Fetching RSS feed of recently uploaded packages https://pypi.org/rss/updates.xml
Each entry in the RSS feed looks like this
<title>package-name 0.2.1</title> http://pypi.org/pypi/package-name/0.2.1 short description 25 Mar 2016 12:36:38 GMTAccessing the link followed by /json returns a JSON structure with a lot more details about the specific version of the given package. Like this:
{ "info": { "maintainer": null, "docs_url": null, "requires_python": null, "maintainer_email": null, "cheesecake_code_kwalitee_id": null, "keywords": null, "package_url": "http://pypi.org/pypi/PACKAGE", "author": "Person Name", "author_email": "user@domain", "download_url": "UNKNOWN", "platform": "UNKNOWN", "version": "1.0.0", "cheesecake_documentation_id": null, "_pypi_hidden": false, "description": "Some long description....", "release_url": "http://pypi.org/pypi/PACKAGE/1.0.0", "downloads": { "last_month": 0, "last_week": 0, "last_day": 0 }, "_pypi_ordering": 0, "classifiers": [ "Development Status :: 5 - Production/Stable", "Intended Audience :: Science/Research", "License :: OSI Approved :: GNU General Public License (GPL)", "Operating System :: OS Independent", "Programming Language :: Python", "Programming Language :: Python :: 2", "Programming Language :: Python :: 3" ], "name": "PACKAGE", "bugtrack_url": null, "license": "GPLv3", "summary": "short summary", "home_page": "URL", "cheesecake_installability_id": null }, "releases": { "1.0.0": [] }, "urls": [] }
We save these two data structures and in addition we try to determine if the package has Git repository and if Travis-CI is configured in that repository.
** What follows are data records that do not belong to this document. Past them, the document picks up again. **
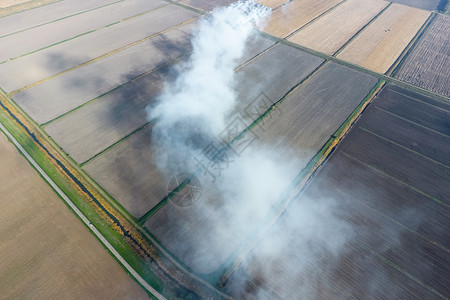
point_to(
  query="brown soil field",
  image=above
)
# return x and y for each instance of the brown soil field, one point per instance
(331, 31)
(379, 45)
(297, 129)
(272, 3)
(274, 73)
(96, 126)
(128, 174)
(428, 63)
(45, 14)
(423, 4)
(311, 114)
(54, 97)
(31, 68)
(393, 228)
(206, 5)
(66, 28)
(288, 18)
(46, 252)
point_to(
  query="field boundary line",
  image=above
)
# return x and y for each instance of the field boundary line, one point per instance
(409, 121)
(100, 57)
(400, 269)
(398, 181)
(299, 182)
(361, 30)
(313, 19)
(411, 45)
(423, 237)
(82, 216)
(403, 147)
(25, 6)
(132, 239)
(66, 17)
(81, 34)
(114, 144)
(418, 100)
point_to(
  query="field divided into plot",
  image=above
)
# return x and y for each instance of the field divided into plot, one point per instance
(138, 195)
(387, 188)
(297, 129)
(96, 126)
(293, 15)
(331, 31)
(379, 45)
(45, 251)
(61, 94)
(48, 13)
(58, 31)
(40, 65)
(206, 5)
(428, 63)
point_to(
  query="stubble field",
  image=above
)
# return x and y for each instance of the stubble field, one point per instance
(379, 45)
(46, 252)
(290, 17)
(382, 201)
(428, 64)
(331, 31)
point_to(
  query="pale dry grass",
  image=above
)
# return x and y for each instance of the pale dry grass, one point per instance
(45, 251)
(272, 3)
(382, 42)
(288, 18)
(331, 31)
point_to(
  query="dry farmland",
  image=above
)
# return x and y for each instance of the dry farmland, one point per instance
(83, 84)
(42, 15)
(290, 17)
(272, 3)
(297, 129)
(127, 172)
(43, 64)
(331, 31)
(131, 187)
(379, 45)
(382, 200)
(206, 5)
(423, 4)
(428, 63)
(45, 250)
(59, 30)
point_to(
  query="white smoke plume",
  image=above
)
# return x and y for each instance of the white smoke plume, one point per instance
(190, 114)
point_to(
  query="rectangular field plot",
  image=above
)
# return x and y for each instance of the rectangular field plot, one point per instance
(288, 18)
(272, 3)
(423, 4)
(61, 94)
(45, 63)
(42, 240)
(274, 74)
(304, 121)
(361, 229)
(43, 36)
(379, 45)
(96, 126)
(331, 31)
(294, 132)
(46, 14)
(428, 63)
(206, 5)
(128, 174)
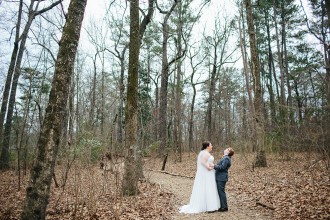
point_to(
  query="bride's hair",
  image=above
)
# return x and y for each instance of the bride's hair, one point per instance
(205, 144)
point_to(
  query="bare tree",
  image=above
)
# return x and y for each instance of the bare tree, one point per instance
(14, 74)
(258, 101)
(37, 195)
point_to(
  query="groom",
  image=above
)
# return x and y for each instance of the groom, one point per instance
(221, 177)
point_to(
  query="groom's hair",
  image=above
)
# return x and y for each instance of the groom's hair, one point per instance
(231, 151)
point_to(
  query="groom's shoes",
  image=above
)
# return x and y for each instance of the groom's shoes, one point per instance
(223, 210)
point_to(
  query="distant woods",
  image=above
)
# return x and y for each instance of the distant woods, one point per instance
(256, 79)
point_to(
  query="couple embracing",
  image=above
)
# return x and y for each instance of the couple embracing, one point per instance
(208, 193)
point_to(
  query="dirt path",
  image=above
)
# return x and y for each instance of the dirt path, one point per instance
(181, 187)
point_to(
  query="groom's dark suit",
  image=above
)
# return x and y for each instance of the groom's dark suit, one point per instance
(221, 177)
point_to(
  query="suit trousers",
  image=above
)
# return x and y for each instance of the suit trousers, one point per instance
(222, 194)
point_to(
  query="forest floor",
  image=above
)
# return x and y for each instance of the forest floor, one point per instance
(295, 187)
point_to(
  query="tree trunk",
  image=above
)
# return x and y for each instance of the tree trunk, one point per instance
(283, 114)
(15, 66)
(37, 195)
(4, 159)
(130, 174)
(163, 90)
(258, 102)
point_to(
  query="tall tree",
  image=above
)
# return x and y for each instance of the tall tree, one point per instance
(130, 175)
(37, 193)
(7, 107)
(258, 101)
(133, 162)
(164, 84)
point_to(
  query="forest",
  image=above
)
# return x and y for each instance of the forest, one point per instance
(105, 104)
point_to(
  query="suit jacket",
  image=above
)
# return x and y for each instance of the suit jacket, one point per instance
(221, 169)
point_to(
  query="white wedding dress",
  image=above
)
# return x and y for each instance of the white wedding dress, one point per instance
(204, 196)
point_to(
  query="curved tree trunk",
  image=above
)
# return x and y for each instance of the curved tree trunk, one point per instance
(37, 195)
(258, 102)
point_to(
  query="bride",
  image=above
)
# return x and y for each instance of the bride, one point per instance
(204, 196)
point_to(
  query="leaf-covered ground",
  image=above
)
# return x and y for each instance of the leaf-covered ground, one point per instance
(289, 188)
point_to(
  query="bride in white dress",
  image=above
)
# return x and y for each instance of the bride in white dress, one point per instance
(204, 196)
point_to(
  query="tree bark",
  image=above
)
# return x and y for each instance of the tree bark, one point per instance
(258, 102)
(14, 68)
(164, 82)
(130, 174)
(37, 195)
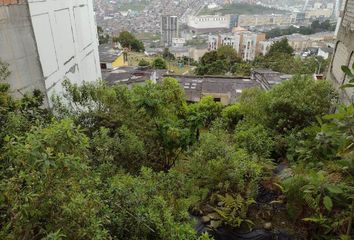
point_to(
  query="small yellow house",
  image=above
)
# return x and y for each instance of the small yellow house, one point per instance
(111, 58)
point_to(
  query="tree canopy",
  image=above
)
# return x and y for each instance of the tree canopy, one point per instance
(128, 40)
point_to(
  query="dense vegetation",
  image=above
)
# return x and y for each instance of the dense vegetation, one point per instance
(113, 163)
(279, 58)
(240, 8)
(316, 27)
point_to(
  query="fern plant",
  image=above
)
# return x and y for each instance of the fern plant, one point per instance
(234, 209)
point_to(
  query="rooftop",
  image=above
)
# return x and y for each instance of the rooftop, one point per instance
(108, 53)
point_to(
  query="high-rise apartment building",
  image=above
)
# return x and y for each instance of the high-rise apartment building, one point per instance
(169, 29)
(47, 41)
(246, 44)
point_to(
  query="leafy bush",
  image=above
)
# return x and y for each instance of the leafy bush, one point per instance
(159, 63)
(254, 138)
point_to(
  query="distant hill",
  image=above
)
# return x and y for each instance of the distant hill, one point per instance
(240, 8)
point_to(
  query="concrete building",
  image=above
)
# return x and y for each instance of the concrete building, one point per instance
(300, 42)
(223, 89)
(169, 29)
(46, 41)
(246, 44)
(266, 20)
(344, 51)
(112, 58)
(178, 42)
(209, 23)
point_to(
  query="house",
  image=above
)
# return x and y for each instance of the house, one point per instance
(46, 42)
(222, 88)
(112, 58)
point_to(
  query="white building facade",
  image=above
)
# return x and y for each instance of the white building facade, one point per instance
(61, 39)
(245, 43)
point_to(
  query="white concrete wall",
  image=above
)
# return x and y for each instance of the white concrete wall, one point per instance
(209, 22)
(66, 37)
(18, 49)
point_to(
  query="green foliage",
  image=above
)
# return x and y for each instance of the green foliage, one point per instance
(231, 115)
(348, 72)
(324, 202)
(45, 185)
(128, 40)
(159, 63)
(167, 55)
(143, 63)
(151, 206)
(297, 103)
(203, 113)
(254, 138)
(234, 210)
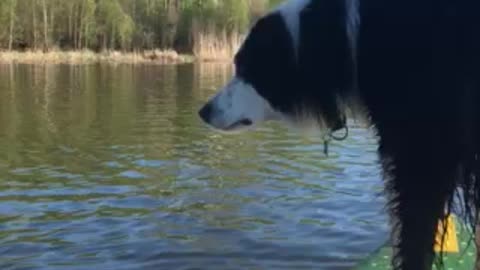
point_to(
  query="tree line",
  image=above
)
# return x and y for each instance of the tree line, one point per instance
(127, 25)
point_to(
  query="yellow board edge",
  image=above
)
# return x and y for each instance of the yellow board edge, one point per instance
(450, 243)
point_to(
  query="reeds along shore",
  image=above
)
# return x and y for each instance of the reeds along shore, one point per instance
(208, 47)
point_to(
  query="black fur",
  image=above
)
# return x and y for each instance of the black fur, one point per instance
(417, 73)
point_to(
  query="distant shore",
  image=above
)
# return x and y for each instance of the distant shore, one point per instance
(155, 57)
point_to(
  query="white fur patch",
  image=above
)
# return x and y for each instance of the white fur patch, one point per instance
(238, 106)
(290, 11)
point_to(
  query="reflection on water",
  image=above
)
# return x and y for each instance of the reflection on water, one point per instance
(109, 167)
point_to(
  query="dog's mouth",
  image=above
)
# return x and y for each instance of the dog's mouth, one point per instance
(245, 122)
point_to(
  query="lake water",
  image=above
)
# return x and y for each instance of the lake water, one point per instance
(109, 167)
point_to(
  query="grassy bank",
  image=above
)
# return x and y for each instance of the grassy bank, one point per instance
(156, 57)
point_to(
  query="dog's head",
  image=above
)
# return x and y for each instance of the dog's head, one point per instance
(269, 81)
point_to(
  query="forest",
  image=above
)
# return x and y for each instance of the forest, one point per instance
(197, 27)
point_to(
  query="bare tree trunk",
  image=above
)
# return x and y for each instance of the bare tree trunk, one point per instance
(80, 28)
(12, 19)
(34, 26)
(45, 26)
(70, 25)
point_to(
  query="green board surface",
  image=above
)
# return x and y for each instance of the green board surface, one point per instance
(462, 260)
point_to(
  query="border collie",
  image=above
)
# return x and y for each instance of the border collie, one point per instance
(411, 67)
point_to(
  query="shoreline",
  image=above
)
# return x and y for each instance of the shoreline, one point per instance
(83, 57)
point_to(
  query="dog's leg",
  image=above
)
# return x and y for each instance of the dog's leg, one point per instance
(419, 188)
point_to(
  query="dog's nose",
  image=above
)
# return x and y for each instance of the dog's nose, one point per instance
(206, 112)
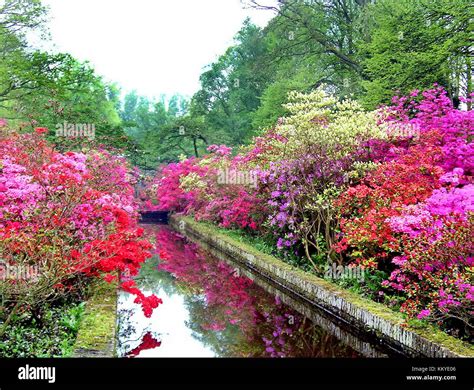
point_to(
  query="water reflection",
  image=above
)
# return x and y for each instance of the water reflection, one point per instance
(210, 309)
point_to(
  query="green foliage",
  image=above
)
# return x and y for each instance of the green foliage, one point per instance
(50, 333)
(414, 44)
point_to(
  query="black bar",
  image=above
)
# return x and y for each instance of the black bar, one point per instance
(157, 371)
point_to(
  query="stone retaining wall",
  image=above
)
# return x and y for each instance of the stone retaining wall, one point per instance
(365, 315)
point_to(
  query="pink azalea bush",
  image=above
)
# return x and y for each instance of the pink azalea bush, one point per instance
(69, 217)
(400, 202)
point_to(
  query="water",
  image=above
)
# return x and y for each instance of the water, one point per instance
(211, 308)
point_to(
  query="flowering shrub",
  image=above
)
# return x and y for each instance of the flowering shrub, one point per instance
(372, 188)
(67, 217)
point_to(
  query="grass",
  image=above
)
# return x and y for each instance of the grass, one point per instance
(248, 245)
(50, 334)
(99, 320)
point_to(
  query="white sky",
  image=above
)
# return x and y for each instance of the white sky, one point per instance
(153, 46)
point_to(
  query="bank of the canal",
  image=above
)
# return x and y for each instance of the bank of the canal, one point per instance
(212, 307)
(366, 318)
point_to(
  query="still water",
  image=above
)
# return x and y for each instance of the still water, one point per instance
(211, 309)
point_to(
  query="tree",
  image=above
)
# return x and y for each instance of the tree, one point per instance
(414, 44)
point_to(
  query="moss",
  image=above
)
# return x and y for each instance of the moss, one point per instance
(97, 329)
(428, 332)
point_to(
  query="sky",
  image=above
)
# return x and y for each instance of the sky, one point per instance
(153, 46)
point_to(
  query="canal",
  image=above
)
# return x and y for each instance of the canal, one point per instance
(212, 308)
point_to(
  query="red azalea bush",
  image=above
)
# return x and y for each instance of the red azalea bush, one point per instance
(65, 218)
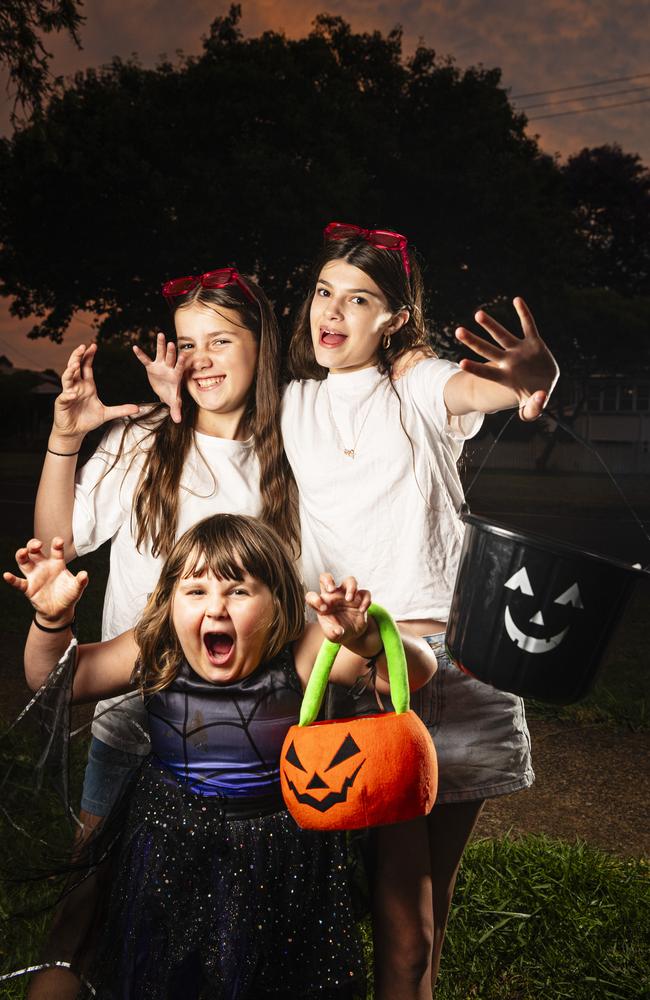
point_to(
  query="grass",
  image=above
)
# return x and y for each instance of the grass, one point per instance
(533, 919)
(541, 919)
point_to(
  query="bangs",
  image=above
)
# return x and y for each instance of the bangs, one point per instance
(224, 562)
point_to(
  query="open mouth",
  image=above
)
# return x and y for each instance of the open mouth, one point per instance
(210, 382)
(219, 647)
(331, 338)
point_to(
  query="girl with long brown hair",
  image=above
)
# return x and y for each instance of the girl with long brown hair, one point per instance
(151, 478)
(351, 428)
(375, 458)
(214, 889)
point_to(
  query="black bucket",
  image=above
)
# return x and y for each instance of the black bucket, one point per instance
(531, 615)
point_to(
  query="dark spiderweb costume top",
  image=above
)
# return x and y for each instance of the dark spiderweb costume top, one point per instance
(225, 740)
(209, 890)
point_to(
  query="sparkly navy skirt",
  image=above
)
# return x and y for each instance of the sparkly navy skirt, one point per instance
(208, 906)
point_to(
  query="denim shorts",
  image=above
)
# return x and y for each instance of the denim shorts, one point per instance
(106, 772)
(480, 734)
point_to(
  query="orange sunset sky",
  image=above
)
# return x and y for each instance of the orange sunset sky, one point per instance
(540, 45)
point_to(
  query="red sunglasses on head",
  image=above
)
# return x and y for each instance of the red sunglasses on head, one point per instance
(220, 278)
(383, 239)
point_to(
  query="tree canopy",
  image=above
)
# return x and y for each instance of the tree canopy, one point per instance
(245, 152)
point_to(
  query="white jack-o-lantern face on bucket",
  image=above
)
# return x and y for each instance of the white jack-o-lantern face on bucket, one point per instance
(520, 581)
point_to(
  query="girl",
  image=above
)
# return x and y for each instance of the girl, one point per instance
(152, 478)
(375, 463)
(349, 429)
(216, 892)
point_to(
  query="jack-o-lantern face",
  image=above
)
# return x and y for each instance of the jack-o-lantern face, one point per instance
(347, 751)
(351, 773)
(520, 582)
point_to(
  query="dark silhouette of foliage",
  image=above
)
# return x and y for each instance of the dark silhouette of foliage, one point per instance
(609, 192)
(22, 52)
(243, 153)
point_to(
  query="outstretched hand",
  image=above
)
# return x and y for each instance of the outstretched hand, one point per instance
(78, 408)
(165, 373)
(523, 364)
(50, 586)
(341, 609)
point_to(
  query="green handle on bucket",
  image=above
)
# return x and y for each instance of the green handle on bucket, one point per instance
(395, 658)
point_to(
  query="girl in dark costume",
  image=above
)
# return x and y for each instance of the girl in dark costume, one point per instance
(216, 893)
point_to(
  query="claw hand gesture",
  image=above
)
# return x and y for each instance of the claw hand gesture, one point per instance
(522, 364)
(50, 586)
(165, 374)
(78, 409)
(341, 608)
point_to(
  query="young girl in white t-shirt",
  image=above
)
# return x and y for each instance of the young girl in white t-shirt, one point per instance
(154, 475)
(374, 458)
(151, 477)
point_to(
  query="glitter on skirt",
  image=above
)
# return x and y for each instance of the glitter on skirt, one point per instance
(226, 909)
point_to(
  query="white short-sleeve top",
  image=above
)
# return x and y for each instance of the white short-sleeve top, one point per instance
(219, 476)
(389, 514)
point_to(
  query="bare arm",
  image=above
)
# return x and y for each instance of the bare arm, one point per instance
(77, 410)
(343, 619)
(519, 371)
(103, 668)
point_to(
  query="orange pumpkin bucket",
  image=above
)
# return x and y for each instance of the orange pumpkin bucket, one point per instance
(346, 774)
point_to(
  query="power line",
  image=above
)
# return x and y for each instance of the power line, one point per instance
(584, 97)
(582, 111)
(580, 86)
(16, 350)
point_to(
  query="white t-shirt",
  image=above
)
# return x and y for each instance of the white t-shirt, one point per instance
(388, 515)
(219, 476)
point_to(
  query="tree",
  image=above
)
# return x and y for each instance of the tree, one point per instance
(22, 52)
(609, 193)
(245, 152)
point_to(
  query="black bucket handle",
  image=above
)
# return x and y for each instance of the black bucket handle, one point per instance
(465, 509)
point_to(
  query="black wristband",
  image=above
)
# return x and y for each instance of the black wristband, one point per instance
(59, 628)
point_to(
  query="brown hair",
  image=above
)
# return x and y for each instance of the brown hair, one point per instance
(227, 545)
(386, 269)
(155, 505)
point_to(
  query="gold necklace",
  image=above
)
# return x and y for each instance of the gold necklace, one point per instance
(351, 452)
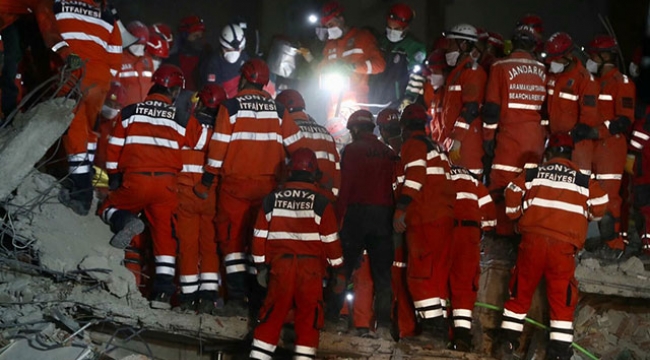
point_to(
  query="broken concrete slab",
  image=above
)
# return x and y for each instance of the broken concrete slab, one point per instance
(25, 141)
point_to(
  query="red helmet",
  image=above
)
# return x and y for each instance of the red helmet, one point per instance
(360, 117)
(190, 24)
(560, 140)
(139, 30)
(558, 45)
(163, 30)
(292, 100)
(157, 46)
(211, 95)
(255, 71)
(533, 21)
(169, 76)
(414, 114)
(304, 159)
(602, 43)
(117, 93)
(330, 10)
(400, 14)
(388, 118)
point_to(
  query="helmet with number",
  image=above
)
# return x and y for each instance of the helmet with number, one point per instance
(157, 46)
(414, 114)
(558, 45)
(190, 24)
(211, 95)
(602, 43)
(462, 32)
(255, 71)
(304, 159)
(232, 37)
(532, 20)
(292, 100)
(388, 118)
(330, 10)
(163, 30)
(139, 30)
(169, 76)
(400, 14)
(361, 118)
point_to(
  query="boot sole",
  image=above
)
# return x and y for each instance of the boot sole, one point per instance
(123, 237)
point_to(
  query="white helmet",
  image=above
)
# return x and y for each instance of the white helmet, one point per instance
(462, 32)
(232, 37)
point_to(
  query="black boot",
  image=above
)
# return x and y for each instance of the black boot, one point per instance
(78, 194)
(125, 226)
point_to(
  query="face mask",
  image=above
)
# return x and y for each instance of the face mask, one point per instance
(231, 56)
(592, 66)
(634, 70)
(452, 58)
(109, 112)
(556, 67)
(394, 35)
(137, 49)
(334, 33)
(436, 80)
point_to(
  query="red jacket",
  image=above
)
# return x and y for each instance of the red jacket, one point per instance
(135, 77)
(367, 172)
(516, 90)
(555, 200)
(572, 99)
(93, 35)
(149, 137)
(427, 193)
(296, 220)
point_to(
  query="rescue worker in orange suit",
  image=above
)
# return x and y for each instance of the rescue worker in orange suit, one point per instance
(197, 251)
(137, 66)
(349, 50)
(144, 158)
(295, 234)
(464, 95)
(252, 134)
(316, 138)
(513, 105)
(473, 211)
(96, 38)
(425, 211)
(192, 50)
(365, 207)
(603, 145)
(553, 204)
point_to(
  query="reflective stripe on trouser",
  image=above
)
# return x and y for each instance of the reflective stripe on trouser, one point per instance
(541, 256)
(197, 244)
(516, 145)
(428, 265)
(294, 283)
(156, 196)
(238, 202)
(463, 280)
(80, 136)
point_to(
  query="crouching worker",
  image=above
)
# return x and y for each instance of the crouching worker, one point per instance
(142, 161)
(301, 230)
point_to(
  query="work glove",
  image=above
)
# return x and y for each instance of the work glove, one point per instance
(488, 147)
(263, 275)
(629, 164)
(399, 221)
(115, 181)
(73, 62)
(619, 125)
(584, 132)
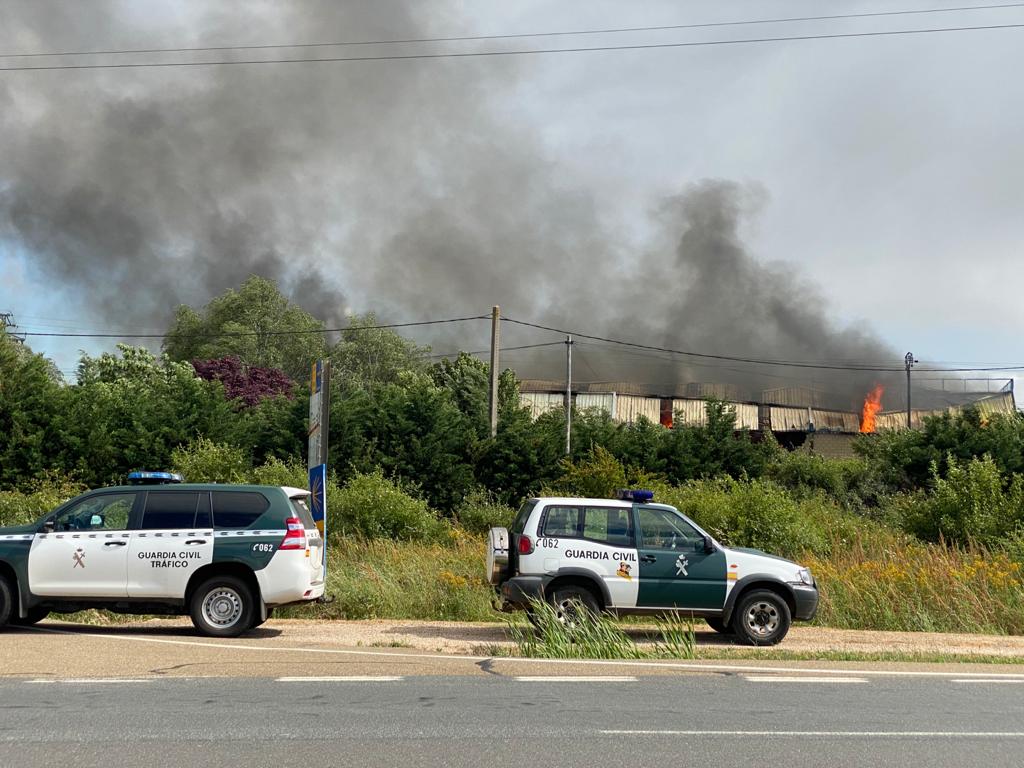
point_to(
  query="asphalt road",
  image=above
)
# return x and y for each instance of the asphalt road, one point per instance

We cannot store the data received from Pypi as it is in a MongoDB database as it has places where the version number is a key and has . in it which cannot be a key in MongoDB.
Show statistics about each field we show on the stats page.
Go over all the packages that have dependencies and add all the dependencies to the database.
Manual research
$ mongodb
> use pydigger
> db.packages.find().count();
> db.packages.find({ "home_page" : /gitlab/ }).count();
> db.packages.find({ $and: [{ "home_page" : { $not : /gitlab|github|bitbucket/ } } , { "home_page" : { $not : /^(UNKNOWN|)$/ } }] }, { home_page: 1 });
db.packages.createIndex( { github: -1 } )
db.packages.createIndex( { split_keywords: -1 } )
db.packages.createIndex( { name: -1 } )
db.packages.createIndex( { upload_time: -1 } )
Failed to index:
db.packages.createIndex( { author: -1 } ) db.packages.createIndex( { license: -1 } )
Enabled monitoring in the Docker version of the production server.
db.enableFreeMonitoring()